In this series we track the progress of the group of Brown undergraduates working to decipher, translate, and contextualize the “Roger Williams Mystery Book” at the JCB.
Lucas Mason-Brown presented on the decoding project’s progress and gave audience members a chance to slog through a translation at a lively JCB Fellows Lunch Talk April 11.
“We’re used to advanced history projects that are supposed to take a very long time to reach maturation,” said JCB Director Ted Widmer by way of introducing the project, which in a few months has reached some significant milestones in solving the 17th century mystery of Roger Williams’ shorthand code.
Though Mason-Brown was able to present on some early breakthroughs — cracking Williams’ code and identifying the source from which much of the shorthand is copied — the audience of about 50 gained an appreciation for the difficulties of translating Williams’ cipher.
One of the obstacles, Mason-Brown explained, is that very different arrangements of symbols can stand for the same word. To illustrate, he presented two configurations that could each be the code for “butter.”

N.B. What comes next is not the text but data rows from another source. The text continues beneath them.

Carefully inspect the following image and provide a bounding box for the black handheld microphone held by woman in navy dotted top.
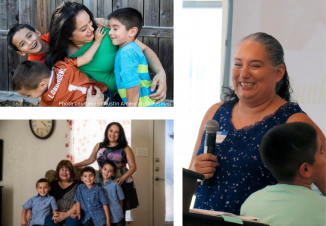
[202,119,219,186]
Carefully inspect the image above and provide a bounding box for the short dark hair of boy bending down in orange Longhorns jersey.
[12,60,51,91]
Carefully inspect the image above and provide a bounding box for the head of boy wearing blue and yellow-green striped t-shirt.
[108,8,143,47]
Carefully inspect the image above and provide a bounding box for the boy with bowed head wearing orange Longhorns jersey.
[12,58,113,107]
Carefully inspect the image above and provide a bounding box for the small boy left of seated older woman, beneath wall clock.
[21,178,58,226]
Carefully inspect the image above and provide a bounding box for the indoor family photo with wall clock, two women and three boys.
[0,119,174,226]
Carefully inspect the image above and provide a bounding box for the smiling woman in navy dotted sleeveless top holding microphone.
[190,32,326,214]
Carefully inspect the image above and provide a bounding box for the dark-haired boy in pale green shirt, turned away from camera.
[241,122,326,226]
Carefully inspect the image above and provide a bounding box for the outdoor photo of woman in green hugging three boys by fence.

“If things weren’t complicated enough, both of these things are valid codings for the word Beirut,” he added.
Another obstacle is Williams’ penchant for improvising whimsical symbols that do not conform to his standard code. He presented the letter “f” followed by a pictogram of a ship, Williams’ symbol for “friendship,” and a pictogram of a globe with a circle around it, the symbol for “around the world.”
Williams’ inventiveness drew an appreciative laugh from audience members. “He gets kind of punny at times but I don’t really think it’s so funny,” Mason-Brown deadpanned.
To give audience members a taste of the work of translating, Mason-Brown led them through a shorthand passage on the Spaniards copied from Peter Heylin’s Cosmographie in Four Books.
Though audience members were given keys showing which shorthand symbols correspond to which letters of the alphabet, Mason-Brown had to spot the audience the first two characters. They were non-standard abbreviations Williams devised for the words “from” and “the.”
From there, audience members guessed with varying success at what letter each mark stood for.
“You kind of have to take my word for it,” said Mason-Brown as he explained that the centuries-old scrawl translated to “From the Jews they borrow superstition; from the Moors Melancholy; Pride from the Goths; and from the old Spaniards, the desire of Liberty.”
Following the presentation came a free-wheeling discussion between Mason-Brown and audience members, including prominent historians Jack Greene and Gordon Wood, about the historical context in which Williams jotted down the code.
The discussion raised the possibilities that Williams wrote the shorthand in Providence Plantations rather than London and that physical examination of the book could yield clues to whether he wrote the shorthand in a setting of material scarcity, providing new leads in this historical detectives’ tale.